I've read about quite a number of infected pages being near the top of some Google results page, some even sponsored results. You don't need to go to a suspected "dodgy" (porn or warez) site to get what's called a drive by download, you just need default settings on the browser that allow scripts to run.
Websites are hacked and infected at an alarming rate. All that is needed is for the web host to be using software with a vulnerability in it. A bit of light reading about how to prevent this here.

I believe that a lot of users who download these rogues do so inadvertently, by just visiting the page hosting it.
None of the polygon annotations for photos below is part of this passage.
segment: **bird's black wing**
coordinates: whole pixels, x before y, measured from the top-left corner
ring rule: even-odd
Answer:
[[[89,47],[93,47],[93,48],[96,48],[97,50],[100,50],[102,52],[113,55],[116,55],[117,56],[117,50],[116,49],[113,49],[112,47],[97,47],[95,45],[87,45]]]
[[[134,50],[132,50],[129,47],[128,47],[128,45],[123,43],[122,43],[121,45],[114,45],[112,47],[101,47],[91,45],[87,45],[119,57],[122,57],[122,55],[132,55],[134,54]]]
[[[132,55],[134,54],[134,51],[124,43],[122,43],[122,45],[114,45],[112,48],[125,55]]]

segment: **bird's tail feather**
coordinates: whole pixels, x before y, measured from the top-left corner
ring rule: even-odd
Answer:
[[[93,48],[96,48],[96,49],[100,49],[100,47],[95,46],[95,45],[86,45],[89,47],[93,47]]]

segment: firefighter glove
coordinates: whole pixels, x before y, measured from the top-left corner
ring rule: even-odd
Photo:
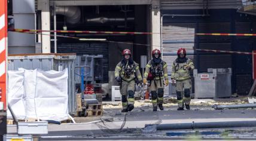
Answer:
[[[147,81],[146,78],[143,79],[143,84],[147,84]]]
[[[120,77],[119,77],[119,76],[115,77],[115,80],[116,80],[117,82],[120,82],[121,81],[121,78],[120,78]]]
[[[165,79],[165,85],[167,86],[169,84],[169,81],[168,79]]]

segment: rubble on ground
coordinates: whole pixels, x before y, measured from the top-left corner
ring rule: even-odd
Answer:
[[[190,105],[192,106],[212,106],[213,105],[237,105],[248,103],[247,97],[238,97],[231,99],[192,99]],[[166,97],[164,99],[163,106],[170,107],[176,105],[177,99],[175,97]],[[136,100],[135,108],[152,106],[151,100]],[[103,104],[103,109],[121,109],[121,102],[108,102]]]

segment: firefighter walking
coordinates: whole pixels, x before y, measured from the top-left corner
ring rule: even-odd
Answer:
[[[186,57],[186,50],[181,48],[177,52],[178,58],[173,62],[172,71],[172,82],[176,85],[177,95],[177,110],[184,110],[184,105],[187,110],[190,110],[190,90],[191,89],[191,79],[190,71],[194,69],[193,62]],[[175,84],[176,81],[176,84]]]
[[[132,59],[130,51],[128,49],[124,50],[122,54],[123,59],[115,67],[115,77],[116,81],[120,84],[123,106],[121,112],[127,112],[134,108],[135,84],[142,83],[142,78],[138,64]]]
[[[164,84],[168,85],[169,81],[167,64],[161,59],[160,51],[154,50],[152,56],[153,59],[147,65],[143,82],[146,84],[147,80],[150,81],[149,88],[151,93],[153,111],[157,111],[157,106],[160,110],[163,110],[163,88]]]

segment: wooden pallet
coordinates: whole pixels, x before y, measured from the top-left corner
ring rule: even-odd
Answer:
[[[97,104],[97,105],[89,105],[87,110],[102,110],[102,105]]]
[[[103,110],[87,110],[87,117],[100,117],[103,115]]]

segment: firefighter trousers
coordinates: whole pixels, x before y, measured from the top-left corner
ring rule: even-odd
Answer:
[[[190,90],[191,89],[191,80],[187,79],[176,81],[176,94],[177,95],[178,106],[181,108],[190,104]]]
[[[135,90],[135,81],[126,81],[122,80],[120,93],[123,109],[127,109],[128,105],[134,105],[134,93]]]
[[[163,79],[151,81],[151,84],[150,86],[150,92],[151,93],[153,107],[157,107],[157,105],[163,105],[164,85]]]

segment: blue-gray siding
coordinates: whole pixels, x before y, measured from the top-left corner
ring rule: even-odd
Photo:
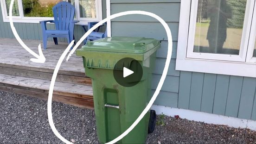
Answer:
[[[167,76],[155,104],[211,113],[256,120],[256,79],[175,70],[180,0],[111,0],[111,13],[127,10],[154,13],[167,23],[173,39],[173,54]],[[144,37],[162,40],[157,52],[153,75],[154,92],[166,56],[166,32],[156,19],[134,15],[113,19],[112,36]]]
[[[256,120],[256,79],[175,70],[180,6],[179,0],[111,0],[111,14],[127,10],[154,13],[166,22],[172,31],[172,60],[155,104]],[[102,7],[105,18],[105,0],[102,0]],[[1,14],[0,19],[2,19]],[[113,19],[111,24],[112,36],[144,37],[162,40],[161,48],[157,52],[153,77],[152,92],[154,92],[167,55],[167,37],[163,26],[154,18],[139,15],[119,17]],[[42,39],[38,24],[15,23],[14,25],[22,38]],[[54,26],[49,25],[47,27],[53,29]],[[0,33],[0,37],[13,38],[9,23],[0,20],[0,31],[3,32]],[[77,40],[83,34],[79,25],[76,26],[75,31]]]

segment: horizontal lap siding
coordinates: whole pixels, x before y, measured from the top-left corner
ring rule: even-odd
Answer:
[[[111,0],[111,14],[128,10],[152,12],[163,19],[171,30],[172,60],[155,104],[256,119],[256,79],[175,70],[180,0]],[[167,35],[163,26],[153,18],[138,14],[113,19],[111,24],[112,36],[144,37],[162,40],[153,72],[154,92],[167,55]]]
[[[111,14],[130,10],[141,10],[155,13],[167,23],[173,37],[173,52],[166,77],[154,104],[178,107],[180,71],[175,70],[177,54],[180,0],[111,0]],[[141,37],[161,41],[156,53],[156,66],[153,71],[152,93],[161,77],[167,56],[168,42],[162,25],[154,18],[145,15],[122,16],[111,20],[112,37]]]
[[[106,18],[106,0],[102,0],[102,17]],[[22,39],[42,40],[42,29],[40,24],[14,23],[14,26],[17,32]],[[55,29],[53,24],[47,24],[47,28]],[[10,23],[4,22],[1,13],[1,8],[0,6],[0,38],[15,38],[13,34]],[[84,31],[80,25],[75,25],[74,28],[74,35],[76,42],[77,42],[84,34]],[[48,40],[53,41],[52,38],[49,38]],[[67,42],[67,39],[63,38],[58,38],[58,40]]]

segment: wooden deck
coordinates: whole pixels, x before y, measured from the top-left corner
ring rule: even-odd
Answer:
[[[38,53],[40,41],[24,43]],[[30,61],[33,56],[16,39],[0,38],[0,90],[25,94],[46,100],[52,73],[67,43],[55,45],[49,41],[47,50],[43,50],[44,63]],[[93,107],[91,81],[86,77],[81,57],[73,55],[60,68],[54,90],[53,99],[79,106]]]

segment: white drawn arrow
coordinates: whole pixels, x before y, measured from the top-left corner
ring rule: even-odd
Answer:
[[[13,25],[13,3],[14,2],[14,0],[11,0],[11,4],[10,4],[10,9],[9,11],[9,19],[10,20],[10,25],[11,25],[11,28],[12,28],[12,31],[13,31],[13,35],[14,35],[14,37],[15,37],[16,38],[19,42],[19,43],[21,45],[21,46],[25,49],[25,50],[26,50],[28,52],[29,52],[31,54],[34,56],[36,58],[32,58],[30,59],[30,60],[33,62],[34,63],[44,63],[45,62],[45,56],[44,56],[44,54],[43,54],[43,51],[42,51],[42,49],[41,48],[41,44],[39,44],[38,46],[38,51],[39,52],[39,55],[36,54],[35,52],[33,51],[33,50],[31,50],[30,48],[29,48],[26,45],[24,44],[23,41],[20,39],[20,38],[19,38],[19,36],[18,34],[18,33],[17,32],[17,31],[16,30],[15,28],[14,27],[14,25]]]

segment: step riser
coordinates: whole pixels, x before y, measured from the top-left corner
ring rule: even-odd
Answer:
[[[48,100],[48,91],[42,90],[35,88],[29,88],[26,87],[18,86],[5,84],[0,83],[0,89],[6,92],[13,92],[16,94],[24,94],[44,100]],[[59,94],[60,94],[60,95]],[[72,94],[70,95],[70,94]],[[54,92],[53,94],[52,100],[63,103],[72,105],[76,106],[93,109],[93,98],[91,96],[78,95],[74,96],[73,94],[58,94]],[[67,96],[69,95],[71,96]],[[78,98],[79,97],[79,98]]]
[[[19,69],[17,69],[17,67],[15,68],[15,67],[13,67],[13,68],[0,66],[0,74],[49,81],[51,79],[51,77],[52,76],[52,73],[46,72],[47,71],[34,71],[33,70],[36,70],[37,69],[29,69],[28,68],[22,68],[22,67],[19,67],[18,68]],[[65,73],[61,72],[60,74],[58,74],[56,79],[57,81],[67,82],[74,84],[91,85],[91,79],[90,78],[86,77],[85,76],[81,76],[67,75],[69,74],[67,73],[66,73],[66,74],[63,74],[63,73]],[[73,75],[74,74],[70,73],[70,74]],[[79,75],[81,75],[79,74]],[[84,74],[83,74],[83,75],[85,75]]]

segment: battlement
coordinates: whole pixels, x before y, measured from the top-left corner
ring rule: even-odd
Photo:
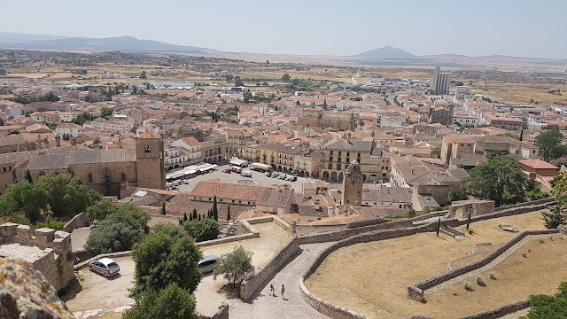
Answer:
[[[32,231],[27,225],[0,225],[0,258],[12,257],[30,262],[51,285],[59,290],[74,278],[71,234],[42,228]]]
[[[0,245],[18,243],[33,245],[40,249],[53,249],[58,255],[71,253],[71,234],[48,228],[34,231],[27,225],[6,222],[0,225]]]

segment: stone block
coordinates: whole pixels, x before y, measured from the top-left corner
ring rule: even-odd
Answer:
[[[18,243],[29,245],[32,243],[32,233],[29,226],[19,225],[16,227],[16,234],[18,236]]]
[[[55,239],[55,230],[43,228],[35,230],[35,245],[40,248],[50,248]]]
[[[0,237],[11,237],[16,236],[16,228],[19,224],[13,222],[5,222],[0,225]]]

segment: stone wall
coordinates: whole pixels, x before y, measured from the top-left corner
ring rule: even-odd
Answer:
[[[433,212],[433,213],[419,215],[412,219],[403,220],[403,221],[383,222],[383,223],[378,223],[375,225],[363,226],[363,227],[353,228],[353,229],[346,229],[346,230],[341,230],[337,231],[322,232],[318,234],[300,236],[299,237],[299,245],[338,241],[338,240],[343,240],[353,236],[357,236],[357,235],[361,235],[361,234],[364,234],[371,231],[377,231],[377,230],[401,230],[408,227],[413,227],[416,224],[418,224],[419,222],[422,222],[430,218],[444,216],[445,214],[447,214],[447,211]]]
[[[219,307],[219,311],[217,311],[211,319],[229,319],[229,304],[223,302],[221,307]]]
[[[462,316],[459,319],[496,319],[506,315],[513,314],[517,311],[525,309],[528,307],[530,307],[530,300],[522,300],[512,304],[504,305],[492,310]]]
[[[43,250],[43,255],[32,264],[56,290],[74,278],[71,234],[68,232],[46,228],[32,231],[27,225],[7,222],[0,225],[0,245],[10,243]]]
[[[514,237],[512,240],[504,244],[503,245],[496,249],[494,252],[493,252],[492,253],[484,257],[483,259],[481,259],[477,262],[473,262],[470,265],[462,267],[460,268],[450,270],[445,274],[437,276],[435,277],[432,277],[432,278],[430,278],[408,286],[408,296],[411,300],[420,301],[420,302],[424,302],[425,301],[424,293],[425,293],[425,291],[427,291],[428,289],[435,287],[451,279],[456,278],[468,272],[470,272],[486,266],[488,263],[490,263],[491,261],[498,258],[500,255],[504,253],[510,247],[517,244],[520,240],[524,239],[526,236],[557,234],[559,232],[560,232],[559,230],[542,230],[524,231],[523,233]]]
[[[244,300],[250,300],[254,292],[256,292],[267,280],[274,276],[279,269],[286,265],[299,251],[299,243],[298,238],[294,237],[268,265],[255,273],[252,277],[242,283],[240,285],[240,297]]]
[[[368,243],[378,240],[385,240],[390,238],[395,238],[400,237],[405,237],[409,235],[414,235],[421,232],[432,231],[435,230],[437,226],[435,223],[431,223],[428,225],[422,225],[418,227],[411,227],[404,230],[378,230],[373,231],[369,233],[364,233],[358,236],[354,236],[346,239],[340,240],[336,244],[329,246],[327,249],[322,251],[315,260],[313,264],[307,268],[306,273],[299,278],[299,293],[301,297],[311,307],[317,310],[318,312],[335,319],[362,319],[365,318],[363,315],[357,314],[352,310],[349,310],[344,307],[334,305],[329,301],[326,301],[313,293],[311,293],[307,288],[305,286],[305,280],[309,277],[314,272],[317,270],[319,266],[322,263],[322,261],[330,254],[332,252],[336,250],[346,247],[348,245],[360,244],[360,243]]]
[[[73,217],[73,219],[69,221],[69,222],[65,224],[65,231],[72,232],[74,229],[89,227],[90,226],[90,222],[91,221],[89,219],[89,217],[87,217],[87,214],[85,214],[84,212],[81,213]]]

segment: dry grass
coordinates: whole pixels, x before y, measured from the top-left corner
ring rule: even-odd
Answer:
[[[435,303],[423,305],[408,300],[407,287],[446,272],[447,262],[467,256],[475,245],[493,243],[496,248],[496,244],[517,235],[500,230],[499,224],[513,225],[520,231],[543,229],[541,213],[532,212],[473,223],[475,235],[467,235],[463,239],[423,233],[358,244],[331,253],[306,284],[315,295],[369,318],[424,314],[433,309]],[[480,258],[480,254],[471,256],[470,262]],[[488,278],[488,275],[484,276]],[[462,289],[462,283],[459,287]],[[458,305],[446,307],[452,311],[458,309]]]

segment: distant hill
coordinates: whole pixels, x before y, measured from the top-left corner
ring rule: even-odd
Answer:
[[[361,58],[415,58],[416,56],[405,51],[401,49],[394,48],[392,46],[385,46],[380,49],[374,49],[355,55],[355,57]]]
[[[132,36],[107,38],[64,37],[43,35],[0,33],[0,49],[53,50],[66,51],[109,51],[206,53],[206,48],[170,44],[153,40],[140,40]]]

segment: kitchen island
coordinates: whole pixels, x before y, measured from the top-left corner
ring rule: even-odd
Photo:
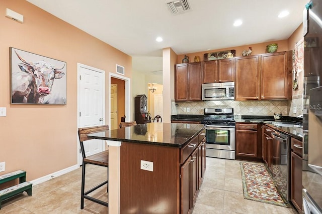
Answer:
[[[205,169],[202,124],[151,123],[89,137],[110,145],[109,212],[191,211]]]

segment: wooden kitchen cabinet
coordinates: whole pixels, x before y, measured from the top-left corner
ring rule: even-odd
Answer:
[[[297,210],[302,207],[302,141],[291,138],[291,200]]]
[[[203,83],[234,82],[234,58],[203,62]]]
[[[220,60],[218,63],[218,82],[234,82],[235,59]]]
[[[180,167],[181,213],[191,213],[197,200],[199,188],[198,148],[200,144],[198,141],[198,136],[196,136],[190,143],[182,149],[182,160],[185,160]],[[190,153],[191,150],[193,151]],[[186,159],[188,154],[189,155]]]
[[[258,100],[260,98],[260,56],[238,57],[235,60],[235,99]]]
[[[198,140],[200,142],[198,147],[198,180],[199,186],[201,185],[206,170],[206,131],[198,134]]]
[[[262,127],[263,159],[271,172],[273,172],[273,138],[271,132],[273,130],[267,126]]]
[[[206,170],[205,131],[182,150],[180,167],[181,213],[191,213]],[[192,151],[192,152],[191,152]]]
[[[218,60],[203,62],[203,83],[218,82]]]
[[[201,62],[176,65],[175,99],[177,101],[201,100]]]
[[[258,160],[262,159],[262,141],[256,123],[236,124],[236,159]]]
[[[261,99],[292,96],[292,51],[261,55]]]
Good point about the number of teams developing this stuff...unfortunately that makes the game a "reactive" one, rather then "proactive"..at this point anyway

I think it always has been. The rogue antivirus game is worth seriously big money. New variants of the trojans/rootkits/worms that enable installation of these are being developed and released constantly.
The only things I'm aware of that prevent them is related to disabling scripting (mentioned above), NOT clicking on what some people would recognize as dodgy links or attachments, the heuristics/behaviour blockers around- some AV's have these - unfortunately they are often a "best guess" type detection, and if turned up high present with a higher percentage of FPs.

Seriously, a layered defense is the way to go, and to guarantee that is beyond the means (and interest) of the average computer user, and for similar reasons, beyond the scope of an AV designed for the average user.

Avast represents what I consider an excellent compromise. Better than most. Additional hardening is important, though, with any AV.

[schmidthouse]

Ah yes the 'dreaded' false positive...another great point!

[Joe S]

Maybe you should avoid the porn and hacker sites. Hacker sites are probably worse that porn sites for malware.
Joe

[Tenko]

for such things you can control with www.urlvoid.org

[Tarq57]

Maybe you should avoid the porn and hacker sites. Hacker sites are probably worse that porn sites for malware.
Joe

Any site can host malware.
This is yesterdays thinking, and slightly naive.